From August 2015 to August 2019, patients with intertrochanteric fractures undergoing PFNA (short) were retrospectively enrolled in this study. Before February 2018, patients with PFNA were not treated with TXA. After February 2018, all the patients with PFNA were treated with topical TXA. The inclusion criteria were (1) age ≥70 years at the time of injury; (2) a conﬁrmed diagnosis of intertrochanteric fractures classiﬁed according to AO type by X-ray or CT; and (3) eligibility for intertrochanteric fracture surgery using the PFNA procedure, as determined by the senior orthopaedic surgeon. The exclusion criteria were (1) allergy to TXA or low-molecular-weight heparin; (2) old, multiple or pathological fractures; (3) severe dysfunction of the heart, lung, liver, or kidney or coagulation dysfunction; (4) anticoagulant therapy such as antiplatelet drugs or warfarin before the operation; (5) recent or ongoing thromboembolic events including deep venous thrombosis, pulmonary embolism, arterial thrombosis, cerebral thrombosis, or stroke; and (6) follow-up of less than 1 month. A total of 218 patients were enrolled, 82 patients were administered topical TXA (study group), and 136 patients were not administered topical TXA during PFNA.
Intraoperative and postoperative procedures
All the patients underwent a standard surgical procedure by a single senior surgeon who specialized in hip and trauma surgery and had 8 years of experience. All patients received spinal or general anaesthesia. In the study group, the wound was bathed in 3 g/100 ml TXA solution for 5 min after greater trochanter exposure and before wound closure. For all patients, one drain was placed in the wound. The drain was clamped for 6 h and then released. The limb pneumatic pump was used for all patients on the first day after the operation (pneumatic pump treatment should be stopped if lower extremity deep vein thrombosis occurs after surgery). All patients received standard thromboprophylaxis with low-molecular-weight heparin from the second day after admission to 24 h prior to the operation and for 12 h after the operation. The drain was removed when the drainage volume was <20 ml. When patients’ haemoglobin (Hb) concentration was <70 g/L, allogeneic blood transfusion was administered. Routine follow-up visits were scheduled at 1, 3, 6 and 12 months postoperatively.

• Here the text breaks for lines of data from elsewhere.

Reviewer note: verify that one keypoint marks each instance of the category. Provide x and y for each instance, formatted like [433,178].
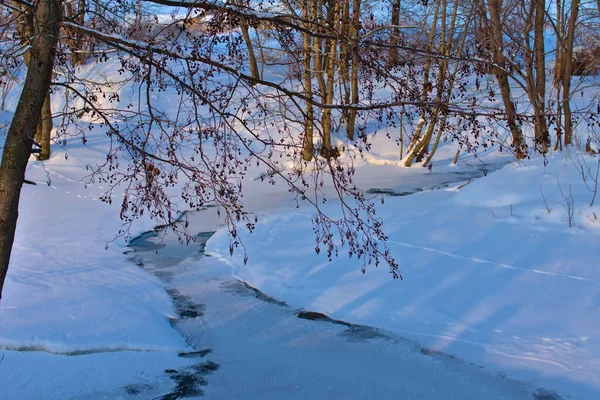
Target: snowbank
[492,272]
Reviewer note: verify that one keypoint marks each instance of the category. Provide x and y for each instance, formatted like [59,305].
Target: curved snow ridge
[56,349]
[481,261]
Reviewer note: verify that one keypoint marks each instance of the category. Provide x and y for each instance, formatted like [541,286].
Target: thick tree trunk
[22,129]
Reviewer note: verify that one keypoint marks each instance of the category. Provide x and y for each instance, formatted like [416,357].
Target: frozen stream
[251,346]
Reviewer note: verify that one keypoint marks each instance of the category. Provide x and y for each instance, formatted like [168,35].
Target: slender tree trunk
[395,34]
[416,145]
[307,15]
[541,132]
[351,125]
[326,149]
[494,7]
[19,139]
[318,48]
[567,65]
[44,130]
[250,47]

Data were collected from medical records. Demographic and clinical characteristic data included age, sex, height, weight, and time from injury to surgery; AO type of fracture, American Society of Anesthesiologists (ASA) score and anaesthesia method; and preoperative Hb and haematocrit (Hct) levels. The intraoperative and postoperative clinical data included the operation time and intraoperative blood loss (IBL); postoperative Hb and Hct levels; postoperative coagulation indicators including prothrombin time (PT), international normalized ratio (INR), activated partial thromboplastin time (APTT) and D-dimer; postoperative blood loss (PBL), which was evaluated by the drainage volume; and transfusion volume. Postoperative complications included deep venous thrombosis and pulmonary embolism; wound haematoma and deep or superficial infection; myocardial infarction; and cerebrovascular accidents. Mortality and readmission rates one month after discharge were also collected.
Blood loss was determined on the basis of millilitres. IBL=weight of surgical sponges+volume of blood in suction canisters-the volume of irrigation fluids. PBL was evaluated by wound drainage. The Hb levels in the blood were measured preoperatively and on postoperative day 1 (POD1) and 3 (POD3). Total blood loss (TBL)=patient’s blood volume (PBV)×(Hctpre-Hctpod3)/Hctave. PBV=k1×height (m)3+k2×weight (kg)+k3 (k1=0.3669, k2=0.03219, and k3=0.6041 for men; k1=0.3561, k2=0.03308, and k3=0.1833 for women); Hctpre=the preoperative Hct level; Hctpod3=the Hct level on postoperative day 3; Hctave =the average of the Hctpre and Hctpod3. Hidden blood loss (HBL)=TBL-IBL-PBL+transfusion.
To minimize selection bias, propensity score matching was performed prior to analysis. All patients in the study group (n=82) were included in the final analysis and matched with patients who did not receive topical TXA (control group, n=82), as shown in Fig. 1. Due to the propensity matching process, the groups did not differ significantly in terms of age, sex, height, weight, time from injury to surgery, AO type of fracture, ASA score, anaesthesia method, or preoperative Hb and Hct level (Table 1). Once the two groups of patients were matched, further statistical analyses were conducted. Numerical data are presented as the mean±standard deviation (mean±SD) and were compared with independent t-tests. Categorical data were compared with chi-square and Fisher’s exact tests. P<0.05 was considered statistically significant. SPSS 23.0 statistical software (Chicago, IL) was used to analyse the data in this study.